US President Donald Trump speaks about the situation with Iran in the Grand Foyer of the White House in Washington, DC, January 8, 2020. (Eric Baradat/AFP)
US President Donald Trump speaks about the situation with Iran in the Grand Foyer of the White House in Washington, DC, January 8, 2020. (Eric Baradat/AFP)

US President Donald Trump said Thursday the United States had imposed new sanctions on Iran following missile strikes on bases housing US troops in Iraq that resulted in no American or Iraqi deaths.

“It’s already been done. We’ve increased them. They were very severe, but now it’s increased substantially,” Trump said, without offering any specifics.

Trump had promised the “additional punishing sanctions” in an address to the nation Wednesday in retaliation for the attack — seen by experts as a measured first response by Tehran to the killing of Iran’s top general, Qassem Soleimani, in an American drone strike in Baghdad.

Tensions between Tehran and Washington have risen significantly since the US carried out the airstrike that killed Soleimani. In the wake of the killing, the Iraqi parliament voted to press the government to expel US troops from the country and Iran announced that it will no longer abide by any of the limits of its 2015 nuclear deal.
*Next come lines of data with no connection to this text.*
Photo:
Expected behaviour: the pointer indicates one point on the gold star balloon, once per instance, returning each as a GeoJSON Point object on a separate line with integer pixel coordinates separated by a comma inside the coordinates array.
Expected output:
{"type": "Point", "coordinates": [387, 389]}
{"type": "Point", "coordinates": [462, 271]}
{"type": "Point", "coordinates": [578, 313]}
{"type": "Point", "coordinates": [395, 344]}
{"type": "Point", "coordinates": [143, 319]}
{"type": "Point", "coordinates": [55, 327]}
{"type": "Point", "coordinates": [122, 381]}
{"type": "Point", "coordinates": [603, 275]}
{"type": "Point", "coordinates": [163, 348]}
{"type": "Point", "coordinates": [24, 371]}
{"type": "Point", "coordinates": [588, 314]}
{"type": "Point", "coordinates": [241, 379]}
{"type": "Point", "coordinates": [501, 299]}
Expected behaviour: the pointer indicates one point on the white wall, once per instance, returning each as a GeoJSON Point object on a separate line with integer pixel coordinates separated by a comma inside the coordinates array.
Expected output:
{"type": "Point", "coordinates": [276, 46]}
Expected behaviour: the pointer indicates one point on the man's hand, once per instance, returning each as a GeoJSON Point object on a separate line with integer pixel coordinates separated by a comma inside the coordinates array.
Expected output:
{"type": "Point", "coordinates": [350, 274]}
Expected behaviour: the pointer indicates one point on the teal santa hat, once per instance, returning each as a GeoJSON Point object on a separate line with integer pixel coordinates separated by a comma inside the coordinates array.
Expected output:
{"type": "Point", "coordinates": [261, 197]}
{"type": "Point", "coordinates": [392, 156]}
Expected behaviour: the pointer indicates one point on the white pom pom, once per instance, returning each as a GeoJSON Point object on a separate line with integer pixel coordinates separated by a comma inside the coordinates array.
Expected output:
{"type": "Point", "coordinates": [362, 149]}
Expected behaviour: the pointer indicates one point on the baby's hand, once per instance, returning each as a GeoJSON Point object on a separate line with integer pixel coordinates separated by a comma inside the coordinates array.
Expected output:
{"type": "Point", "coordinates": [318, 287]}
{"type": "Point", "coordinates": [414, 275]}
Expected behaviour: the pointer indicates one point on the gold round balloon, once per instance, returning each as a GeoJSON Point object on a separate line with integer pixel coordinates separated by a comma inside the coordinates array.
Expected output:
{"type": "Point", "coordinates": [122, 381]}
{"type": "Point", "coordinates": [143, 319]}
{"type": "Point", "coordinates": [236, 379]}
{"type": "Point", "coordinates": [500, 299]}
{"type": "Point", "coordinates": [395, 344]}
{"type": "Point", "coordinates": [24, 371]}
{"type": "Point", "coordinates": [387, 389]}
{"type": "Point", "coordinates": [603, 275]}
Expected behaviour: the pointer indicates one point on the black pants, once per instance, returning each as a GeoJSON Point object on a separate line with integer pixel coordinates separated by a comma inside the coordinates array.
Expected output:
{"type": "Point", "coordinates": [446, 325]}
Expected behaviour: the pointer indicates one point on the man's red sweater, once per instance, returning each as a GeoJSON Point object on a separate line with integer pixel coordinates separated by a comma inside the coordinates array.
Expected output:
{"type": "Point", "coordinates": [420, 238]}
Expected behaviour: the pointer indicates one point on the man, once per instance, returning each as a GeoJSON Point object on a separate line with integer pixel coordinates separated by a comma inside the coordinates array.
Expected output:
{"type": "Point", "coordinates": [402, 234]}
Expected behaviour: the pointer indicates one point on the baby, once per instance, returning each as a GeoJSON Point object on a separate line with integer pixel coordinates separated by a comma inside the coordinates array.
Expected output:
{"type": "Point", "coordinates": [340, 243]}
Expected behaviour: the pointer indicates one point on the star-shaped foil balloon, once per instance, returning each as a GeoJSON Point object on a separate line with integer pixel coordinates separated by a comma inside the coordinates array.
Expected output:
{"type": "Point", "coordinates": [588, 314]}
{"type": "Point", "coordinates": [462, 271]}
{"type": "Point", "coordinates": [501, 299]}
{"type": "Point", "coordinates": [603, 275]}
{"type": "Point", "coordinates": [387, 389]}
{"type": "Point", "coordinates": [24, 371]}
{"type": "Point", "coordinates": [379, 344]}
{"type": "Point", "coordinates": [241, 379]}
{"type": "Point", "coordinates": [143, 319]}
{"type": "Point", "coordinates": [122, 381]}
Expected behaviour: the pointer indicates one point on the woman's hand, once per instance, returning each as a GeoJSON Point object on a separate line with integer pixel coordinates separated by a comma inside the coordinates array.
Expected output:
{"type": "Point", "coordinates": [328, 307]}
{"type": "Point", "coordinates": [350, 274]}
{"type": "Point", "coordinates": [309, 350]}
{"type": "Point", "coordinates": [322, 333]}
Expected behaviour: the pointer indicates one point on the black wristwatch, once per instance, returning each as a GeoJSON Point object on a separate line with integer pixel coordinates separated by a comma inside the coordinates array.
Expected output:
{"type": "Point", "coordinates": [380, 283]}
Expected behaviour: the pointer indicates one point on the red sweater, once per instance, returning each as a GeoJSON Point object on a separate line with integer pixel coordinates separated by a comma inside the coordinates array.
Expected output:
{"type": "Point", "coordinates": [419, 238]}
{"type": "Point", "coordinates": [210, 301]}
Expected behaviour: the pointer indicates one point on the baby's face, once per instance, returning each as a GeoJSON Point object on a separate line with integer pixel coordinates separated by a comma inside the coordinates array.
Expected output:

An Iranian mourner holds a placard during the final stage of funeral processions for slain top general Qasem Soleimani, in his hometown Kerman on January 7, 2020. (ATTA KENARE / AFP)

The Trump administration has already reinstated all the US sanctions that were eased under the 2015 nuclear deal. But it still has room to boost the penalties and step up its “maximum pressure campaign” on Iran. Some argue that he could call for the reimposition, or “snapback,” of all international sanctions at the United Nations.

The primary agencies involved in implementing sanctions — the departments of Commerce, State and Treasury — do not disclose any actions in advance to prevent targets from taking steps to evade them.

Yet, the administration retains broad authority to expand existing US sanctions on Iran’s financial, energy, shipping and military sectors and it can target individual Iranian officials and their families with penalties, including asset freezes and travel bans.

It can also raise the pressure by threatening foreign individuals and companies with US civil and criminal penalties if they do business with designated Iranians, under so-called secondary sanctions authority.

The US House of Representatives is slated to hold a vote on Thursday on limiting Trump’s ability to take military action against Iran.

Because of a procedural dispute between the two parties, it was unclear whether Thursday’s vote would be a step toward binding Trump’s hands on Iran or a symbolic gesture of opposition by Democrats.

Republicans say the proposal — a special type of resolution that does not get the president’s signature — does not have the force of law. Democrats say that under the 1973 War Powers Act, it would be binding if also approved by the Senate. The matter has not been definitively decided by federal courts.

The House vote on a war powers resolution was scheduled shortly after a briefing on Iran Wednesday by top administration officials that many Democrats criticized as lacking specific justification for the killing.

Iran retaliated early Wednesday local time by launching missiles at two military bases in Iraq that house American troops. No casualties were reported.

The US’s European allies announced earlier this month that they would work to de-escalate tensions between Tehran and Washington in the wake of Soleimani’s killing.